For each stimulation, the subject rated the sensation using a custom-developed “Face Locator” software program. This software program allows subjects to draw on a digital image of a human face where the sensation was felt. The subjects can vary the pen width to easily draw larger or smaller areas. The program records the left, right, top, and bottom boundaries of the indicated area of sensation as well as the center of the sensation on both the x and y axes. The Face Locator Program was projected on the ceiling over the Neuronetics chair, allowing the supine positioned subject to see it clearly without having to move his or her head. The subject responded to each stimulation using a mouse with the right hand. The subject drew the position and area of the sensation, and then using a visual analog scale (VAS) the subject rated the subjective qualities of the sensation (pain, tingling, sharpness, piercing, electric, tugging, pinching, and intolerability). Finally, the subject had the option of indicating whether or not the sensation had any directional quality by moving a digital compass if the sensation moved in a direction away from its origin.
VAS data was exported into a SPSS datafile for statistical analysis. Multivariate Analysis of Variance (MANOVA) was used to evaluate the differences between real and sham TMS across all sensation ratings collected.
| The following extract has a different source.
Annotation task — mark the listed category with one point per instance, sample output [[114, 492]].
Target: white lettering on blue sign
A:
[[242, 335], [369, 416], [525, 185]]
In order to analyze data on the position and area of the sensations, a program was written to open each subject’s individual Face Locator pictures and calculate the mean number of blue (i.e., activated) pixels within each 25×25 pixel block across the entire picture. It then generates a new picture that represents average activation in 25×25 pixel blocks and represents it with different shades of green (bright green means there were many combined blue pixels within a 25×25 pixel block and dark means there were few blue pixels in a block).